Intracranial lipoma
An intracranial lipoma are not a tumours as such, but rather a result of "abnormal differentiation of embryologic meninx primitiva". They are frequently associated with abnormal development of adjacent structures, supporting the so called "brain dysraphism" theory.
They are usually asymptomatic, and either found incidentally or as a result of investigation of related malformations and thier presentation (e.g. mental retardation, epilepsy etc...).
Location
- pericallosal lipoma : 45%, associated with agenesis of the corpus callosum in approximately 50% of cases
- quadrigeminal cistern lipoma : 25%, associated with underdevelopment of the inferior colliculus
- suprasellar cistern lipoma : 15%
- cerebellopontine angle lipoma : 10% (the facial nerve and vestibulocochlear nerve often courses through the lipoma - see case 1).
- sylvian fissure : 5%
Radiographic features
The characteristic finding on both CT and MRI is of a mass which has appearances consistent with fat. CT (negative HU values) and MRI with and without fat saturation are able to make the diagnosis easily. In the absence of fat saturated images, then chemical shift artefact may be useful.

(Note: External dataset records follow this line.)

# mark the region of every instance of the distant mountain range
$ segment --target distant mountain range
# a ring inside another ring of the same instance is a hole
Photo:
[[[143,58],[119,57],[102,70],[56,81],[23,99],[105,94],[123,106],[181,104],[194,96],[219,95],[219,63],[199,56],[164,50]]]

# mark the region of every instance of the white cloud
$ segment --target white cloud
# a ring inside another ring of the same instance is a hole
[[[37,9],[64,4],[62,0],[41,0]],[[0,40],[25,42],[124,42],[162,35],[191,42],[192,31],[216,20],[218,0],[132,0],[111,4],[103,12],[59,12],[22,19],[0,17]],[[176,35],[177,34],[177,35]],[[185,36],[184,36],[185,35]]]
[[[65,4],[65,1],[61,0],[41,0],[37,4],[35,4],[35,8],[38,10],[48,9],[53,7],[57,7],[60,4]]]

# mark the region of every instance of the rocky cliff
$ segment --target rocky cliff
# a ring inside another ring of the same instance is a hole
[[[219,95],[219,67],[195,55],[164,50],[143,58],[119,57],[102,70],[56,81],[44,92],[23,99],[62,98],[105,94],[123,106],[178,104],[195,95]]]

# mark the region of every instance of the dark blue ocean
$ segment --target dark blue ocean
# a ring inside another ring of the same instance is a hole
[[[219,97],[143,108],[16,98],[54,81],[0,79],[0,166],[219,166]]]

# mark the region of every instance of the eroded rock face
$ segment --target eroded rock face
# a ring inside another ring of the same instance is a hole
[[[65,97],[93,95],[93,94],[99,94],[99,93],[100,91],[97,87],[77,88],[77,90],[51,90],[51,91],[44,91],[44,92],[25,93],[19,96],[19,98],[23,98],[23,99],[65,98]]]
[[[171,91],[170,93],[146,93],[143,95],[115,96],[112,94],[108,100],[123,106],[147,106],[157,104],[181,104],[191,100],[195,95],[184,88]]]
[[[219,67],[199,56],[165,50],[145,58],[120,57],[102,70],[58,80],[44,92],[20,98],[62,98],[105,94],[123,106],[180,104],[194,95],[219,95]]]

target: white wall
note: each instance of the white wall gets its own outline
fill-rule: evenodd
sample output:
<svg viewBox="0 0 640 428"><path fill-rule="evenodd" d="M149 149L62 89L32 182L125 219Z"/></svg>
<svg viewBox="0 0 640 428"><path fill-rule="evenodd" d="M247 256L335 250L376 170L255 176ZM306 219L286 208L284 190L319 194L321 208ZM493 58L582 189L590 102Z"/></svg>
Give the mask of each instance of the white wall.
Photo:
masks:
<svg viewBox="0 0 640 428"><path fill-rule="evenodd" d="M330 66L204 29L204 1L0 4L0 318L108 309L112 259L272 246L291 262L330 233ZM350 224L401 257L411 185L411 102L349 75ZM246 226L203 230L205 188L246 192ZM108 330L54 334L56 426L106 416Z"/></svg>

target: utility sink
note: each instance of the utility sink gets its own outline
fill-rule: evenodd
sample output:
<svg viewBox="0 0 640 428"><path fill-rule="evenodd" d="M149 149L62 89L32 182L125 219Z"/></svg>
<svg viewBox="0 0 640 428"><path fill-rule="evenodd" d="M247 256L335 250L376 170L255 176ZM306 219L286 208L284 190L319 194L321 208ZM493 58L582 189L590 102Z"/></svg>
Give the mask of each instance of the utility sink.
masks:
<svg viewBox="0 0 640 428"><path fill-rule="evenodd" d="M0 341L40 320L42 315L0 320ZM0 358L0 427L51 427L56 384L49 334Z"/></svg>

Often the lipomas are traversed by cranial nerves and adjacent vessels.
Differential diagnoses
The differential is essentialy that of masses which contain fat, and therefore includes:
- intracranial dermoid : if ruptured will often have multiple droplets scattered through the subarachnoid space. Usually midline.
- intracranial teratoma
- lipomatous transformation of neoplasm : PNET, ependymoma, glioma
On MRI, if no fat saturated sequences are available then a number of other possibilities should be entertained, which also have high T1 signal.
- thrombosed berry aneurysm : often will have calcified rim, and haemosiderin staining on gradient echo / SWI sequences.